La CBC-Radio-Canada est loin d’être le seul média à recevoir des fonds du gouvernement canadien. Pourtant elle est devenue la cible des attaques de P. Poilievre qui y voit un moyen facile de conforter sa base.

Quelqu’un devrait lui dire qu’il doit changer de lunettes : le gouvernement ne contrôle pas les nouvelles que diffuse la CBC.

John Miller, rabble.ca, 20 avril 2023
Traduction, Alexandra Cyr

Le leader conservateur fait campagne pour limiter la portée du gouvernement. Dans ce cadre, il a rendu publique une lettre datée du onze avril et envoyée au réseau Twitter lui demandant de notifier sur sa plate-forme que CBC était un réseau de nouvelles « financé par le gouvernement ». Il écrivait : « Nous devons protéger les Canadiens.nes contre la désinformation et la manipulation de ce média d’État ».

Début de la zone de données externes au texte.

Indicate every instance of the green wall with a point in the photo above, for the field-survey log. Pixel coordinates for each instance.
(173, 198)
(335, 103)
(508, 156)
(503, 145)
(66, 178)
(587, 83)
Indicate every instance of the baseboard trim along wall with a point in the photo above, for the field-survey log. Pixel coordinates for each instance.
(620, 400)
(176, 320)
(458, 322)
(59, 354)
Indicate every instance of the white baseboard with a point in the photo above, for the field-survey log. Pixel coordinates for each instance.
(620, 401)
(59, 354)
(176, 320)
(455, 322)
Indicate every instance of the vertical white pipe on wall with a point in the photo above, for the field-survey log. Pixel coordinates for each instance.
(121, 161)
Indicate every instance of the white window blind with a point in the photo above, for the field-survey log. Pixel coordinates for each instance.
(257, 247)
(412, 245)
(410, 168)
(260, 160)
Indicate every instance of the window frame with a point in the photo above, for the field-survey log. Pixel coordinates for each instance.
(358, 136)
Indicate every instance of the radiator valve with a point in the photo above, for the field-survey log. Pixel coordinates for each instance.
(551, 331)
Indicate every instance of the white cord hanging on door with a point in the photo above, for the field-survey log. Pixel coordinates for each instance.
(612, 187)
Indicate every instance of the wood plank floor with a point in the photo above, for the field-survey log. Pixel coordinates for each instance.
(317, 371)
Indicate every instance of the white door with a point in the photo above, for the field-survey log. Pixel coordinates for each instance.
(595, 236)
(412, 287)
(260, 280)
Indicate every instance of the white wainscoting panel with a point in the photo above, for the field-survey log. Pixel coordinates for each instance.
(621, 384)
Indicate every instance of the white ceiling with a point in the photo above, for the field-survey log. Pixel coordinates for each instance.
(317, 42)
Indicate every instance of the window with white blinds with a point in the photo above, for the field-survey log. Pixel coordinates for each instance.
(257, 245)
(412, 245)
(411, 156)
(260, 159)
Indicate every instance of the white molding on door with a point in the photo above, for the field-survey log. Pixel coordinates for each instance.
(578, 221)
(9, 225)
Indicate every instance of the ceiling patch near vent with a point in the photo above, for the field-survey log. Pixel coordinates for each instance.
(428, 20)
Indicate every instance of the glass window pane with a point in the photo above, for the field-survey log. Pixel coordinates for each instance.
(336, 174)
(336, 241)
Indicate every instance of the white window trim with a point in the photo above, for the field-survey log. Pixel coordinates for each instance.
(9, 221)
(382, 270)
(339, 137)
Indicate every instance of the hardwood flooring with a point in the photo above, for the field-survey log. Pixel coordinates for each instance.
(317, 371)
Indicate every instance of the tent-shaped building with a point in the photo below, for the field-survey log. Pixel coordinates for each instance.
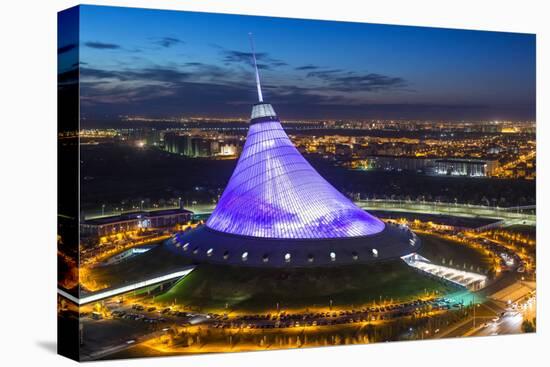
(277, 211)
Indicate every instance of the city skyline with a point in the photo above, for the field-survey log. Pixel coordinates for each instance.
(164, 63)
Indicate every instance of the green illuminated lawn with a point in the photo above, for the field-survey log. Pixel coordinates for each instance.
(211, 287)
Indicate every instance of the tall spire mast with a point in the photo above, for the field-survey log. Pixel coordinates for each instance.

Peu après, Twitter a appliqué cette demande et M. Poilievre s’est vanté que le diffuseur public avait été « officiellement été étiqueté diffuseur de propagande Trudeau, pas de nouvelles ».

Si cela n’était pas cynique, ridicule et complètement faux, Twitter l’a rendu encore plus stupide. Au point de départ, la plate-forme, propriété d’Elon Musk, stipulait que le réseau était financé par le gouvernement à hauteur de 70%. Par la suite ce chiffre a été abaissé à 69%. Certains observateurs.trices ont pensé que ce n’était là qu’une autre des farces sexuelles typiques du personnage. Le lendemain, il tweetait que la CBC disait que ce financement était moindre que 70% : « nous avons donc fait la correction ».

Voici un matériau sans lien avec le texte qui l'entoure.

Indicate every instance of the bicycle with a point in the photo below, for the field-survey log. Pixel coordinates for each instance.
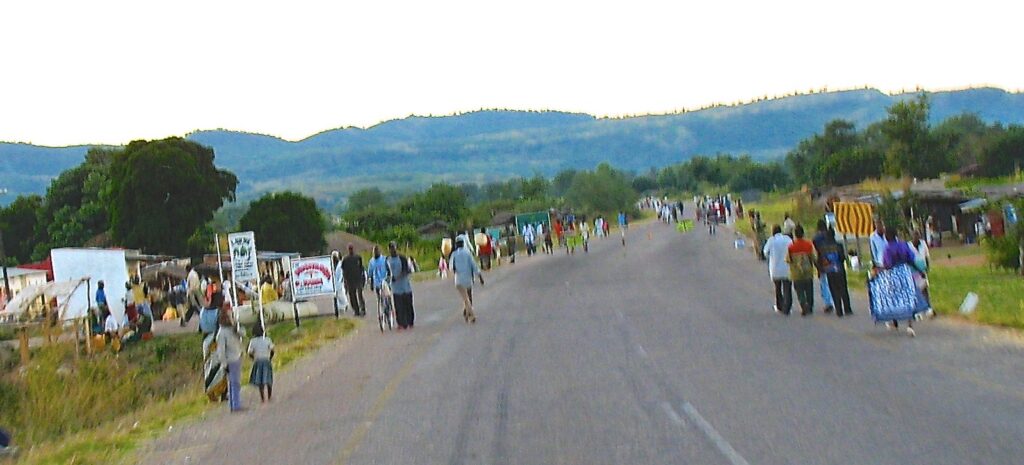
(385, 307)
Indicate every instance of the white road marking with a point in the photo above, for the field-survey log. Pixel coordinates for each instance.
(672, 414)
(709, 430)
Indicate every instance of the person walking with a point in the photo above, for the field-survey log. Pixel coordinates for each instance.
(803, 263)
(465, 269)
(229, 354)
(377, 270)
(776, 249)
(832, 257)
(261, 375)
(353, 273)
(879, 244)
(483, 248)
(788, 225)
(529, 237)
(897, 253)
(924, 257)
(399, 272)
(194, 290)
(818, 241)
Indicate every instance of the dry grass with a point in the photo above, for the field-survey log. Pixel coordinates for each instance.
(97, 410)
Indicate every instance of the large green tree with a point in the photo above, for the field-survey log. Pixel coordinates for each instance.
(286, 222)
(161, 192)
(73, 211)
(441, 201)
(18, 222)
(1006, 155)
(912, 151)
(366, 199)
(602, 191)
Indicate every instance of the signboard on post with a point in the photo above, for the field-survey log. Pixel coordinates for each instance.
(243, 250)
(541, 217)
(312, 277)
(853, 218)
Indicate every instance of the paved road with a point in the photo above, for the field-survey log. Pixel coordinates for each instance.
(666, 351)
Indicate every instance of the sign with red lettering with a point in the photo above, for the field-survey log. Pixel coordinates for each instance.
(312, 277)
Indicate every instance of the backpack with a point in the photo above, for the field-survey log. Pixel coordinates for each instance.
(208, 321)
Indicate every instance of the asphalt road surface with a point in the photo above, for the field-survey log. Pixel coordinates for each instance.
(665, 351)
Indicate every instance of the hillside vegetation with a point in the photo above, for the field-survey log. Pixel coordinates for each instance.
(486, 145)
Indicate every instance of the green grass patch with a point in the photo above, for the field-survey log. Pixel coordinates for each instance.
(773, 208)
(96, 410)
(1000, 294)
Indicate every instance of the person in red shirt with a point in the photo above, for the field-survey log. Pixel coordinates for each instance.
(803, 264)
(559, 233)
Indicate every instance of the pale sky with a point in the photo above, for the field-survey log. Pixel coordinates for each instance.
(110, 72)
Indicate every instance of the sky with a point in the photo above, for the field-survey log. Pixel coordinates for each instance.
(111, 72)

Cela veut dire que la base de droite de M. Poilievre a gobé son tour de force politique. Le chroniqueur Brian Lilley du Toronto Sun écrivait : « oui la CBC est un média financé par le gouvernement et la note de 69% de E. Musk est juste ». Il est allé jusqu’à dire que la CBC qui se dit neutre en politique ne l’est pas en fait : « Le public peut signaler à mon journal que je ne suis pas neutre, mais je ne l’ai jamais prétendu pas plus que le Sun d’ailleurs. Comme tous les médias nous avons une position éditoriale et contrairement à la CBC, nous ne recevons pas un milliard du gouvernement ».

M. Lilley a tout faux, que ce soit dans ses calculs ou dans sa prétention à être libre de tout financement du gouvernement. Postmedia, un des plus grands éditeurs du Canada, propriétaire du Sun, rapporte un confortable financement de 600 millions de dollars, que le gouvernement fédéral a réservés avec d’autres incitatifs, pour les prochaines cinq annnées, à titre de soutien aux diffuseurs en difficultés. J’imagine qu’il serait le premier à s’offusquer si Twitter étiquetait sa chronique « soutenue par le gouvernement ».

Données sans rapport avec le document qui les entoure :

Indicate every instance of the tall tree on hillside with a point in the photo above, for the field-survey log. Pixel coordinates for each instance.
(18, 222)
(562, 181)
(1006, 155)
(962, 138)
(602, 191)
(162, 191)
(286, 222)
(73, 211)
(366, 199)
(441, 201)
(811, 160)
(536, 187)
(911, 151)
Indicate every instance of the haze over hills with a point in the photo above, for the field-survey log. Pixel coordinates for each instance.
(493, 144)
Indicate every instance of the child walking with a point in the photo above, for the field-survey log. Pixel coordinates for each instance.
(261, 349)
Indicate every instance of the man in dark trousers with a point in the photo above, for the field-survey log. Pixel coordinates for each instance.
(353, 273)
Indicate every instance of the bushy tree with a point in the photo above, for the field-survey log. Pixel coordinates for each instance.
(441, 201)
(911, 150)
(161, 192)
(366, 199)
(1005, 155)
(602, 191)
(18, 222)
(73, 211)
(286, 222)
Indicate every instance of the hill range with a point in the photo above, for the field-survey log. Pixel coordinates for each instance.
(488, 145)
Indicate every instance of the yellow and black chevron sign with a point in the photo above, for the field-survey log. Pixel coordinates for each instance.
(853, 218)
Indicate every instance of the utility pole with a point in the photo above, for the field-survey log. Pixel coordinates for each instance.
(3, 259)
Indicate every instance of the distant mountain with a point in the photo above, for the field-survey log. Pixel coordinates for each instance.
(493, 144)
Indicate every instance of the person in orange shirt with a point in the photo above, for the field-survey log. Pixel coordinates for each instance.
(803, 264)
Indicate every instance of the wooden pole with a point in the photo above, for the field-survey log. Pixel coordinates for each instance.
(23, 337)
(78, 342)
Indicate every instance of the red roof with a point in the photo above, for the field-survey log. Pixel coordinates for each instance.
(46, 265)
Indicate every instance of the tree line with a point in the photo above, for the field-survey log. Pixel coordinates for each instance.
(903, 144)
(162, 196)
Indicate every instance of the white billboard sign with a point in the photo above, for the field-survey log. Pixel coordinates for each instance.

Avec Twitter, il a exagéré la part de financement du gouvernement à CBC. En fait ce financement ne vient pas du gouvernement mais bien via les procédures financières du parlement. Selon CBC et son rapport annuel, elle a reçu 1 milliard deux cents mille dollars d’Ottawa en 2021-22. Cela représente 65.6% de son budget annuel, pas 69%.

Cette tempête dans un verre d’eau a commencé quand M. Poilievre a demandé à Twitter d’appliquer sa politique d’étiquetage « financé par le gouvernement » simplement parce que l’organisme reçoit du financement du gouvernement fédéral. Mais la politique de la plate-forme stipule que l’étiquette ne s’applique « qu’aux médias où le gouvernement contrôle les éditoriaux à travers son financement, fait des pressions directes ou indirectes ou exerce du contrôle sur la production et la distribution ».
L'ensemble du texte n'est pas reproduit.